As approximately 20 soldiers in tan flight suits and BDUs stepped off the bus, the crowd of women and children rushed to the edge of the parking lot.
Once in formation, the soldiers marched only feet away from their family members and halted.
Then within minutes, they were in one another’s embrace.
After seven months, and in support of three operations, the Army pilots and medics of the 159th Medical Company, 421st Medical Evacuation Battalion were home.
“It feels good, it feels real good, to be home. It’s great,” said Spc. Aaron Lewis between kisses from his wife, Tara, and two children, Eli, 4, and Michallie, 2.
The soldiers initially deployed in October in support of Operation Desert Spring in Kuwait, then later supported Operation Enduring Freedom, and ended their tour with Operation Iraqi Freedom.
After about a month of rumors, family members ended up finding out their troops would be home just 90 minutes before their arrival.
“I can’t believe it. I’m shaking,” Kim Borowski said just before she saw her husband, Capt. Anthony Borowski.
“We’re going to the Canary Islands when he gets back,” she said through a big smile.
Others said they had plans for their husband’s arrival — including some unmentionables.
“All of us are going to be taking some block leave, so we can really spend some time together,” Aimee Stoddard said. She and her husband, Sgt. 1st Class Michael Stoddard, are planning a trip to Las Vegas and Oklahoma.
Single soldiers were not left out, as other soldiers met up with old friends.
“You look great. I’ve missed you so much. Do you want to come over later and have dinner?” Spc. Karla Jimenez asked her old roommate, Spc. Candice Ford, who had been deployed.
Ford said she wrote to her pal a couple of times, but her letters still had not arrived due to the slow mail process.
While the husbands were away, the wives got together and made life easier by going to dinner together or having family movie nights. That helped ease the anxiety for everyone.
“The hardest part was seeing him drive away on the bus,” said Nicolette Muller, 10.
She wowed her father, Chief Warrant Officer 3 Derek Muller, by learning some Spanish while he was away and she proved it by telling him he was a hero in Spanish.
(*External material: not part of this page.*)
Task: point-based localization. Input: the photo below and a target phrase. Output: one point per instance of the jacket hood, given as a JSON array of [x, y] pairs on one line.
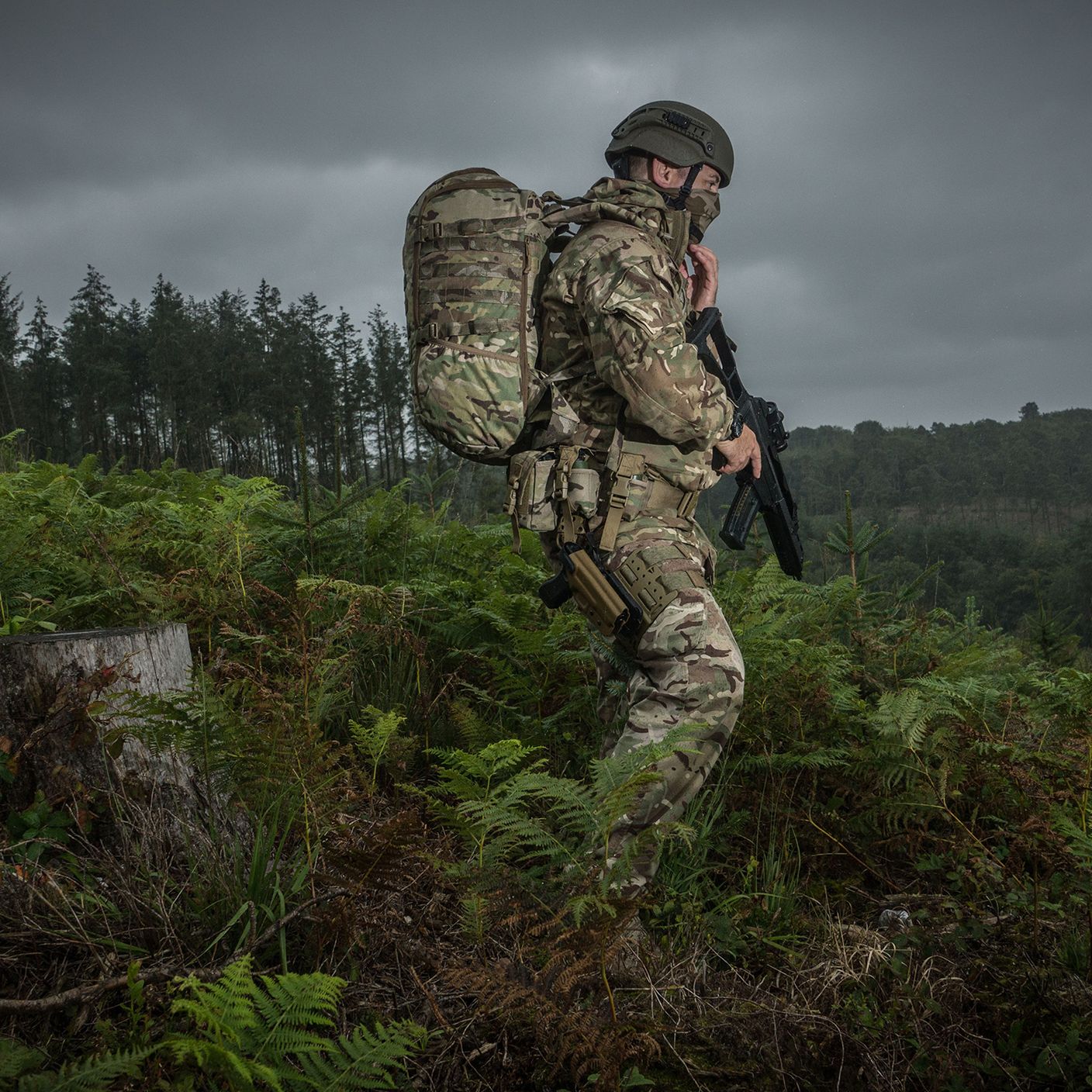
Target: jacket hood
[[631, 202]]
“We’ve done this before,” said mother Tiffany. This is the third deployment the family has lived through. “It doesn’t get any easier; you just know what to expect.”
The 421st still has about 200 soldiers deployed in support of Operation Iraqi Freedom, according to Patricia Simoes, a 221st Base Support Battalion spokeswoman. Most of the 421st deployed about a month ago.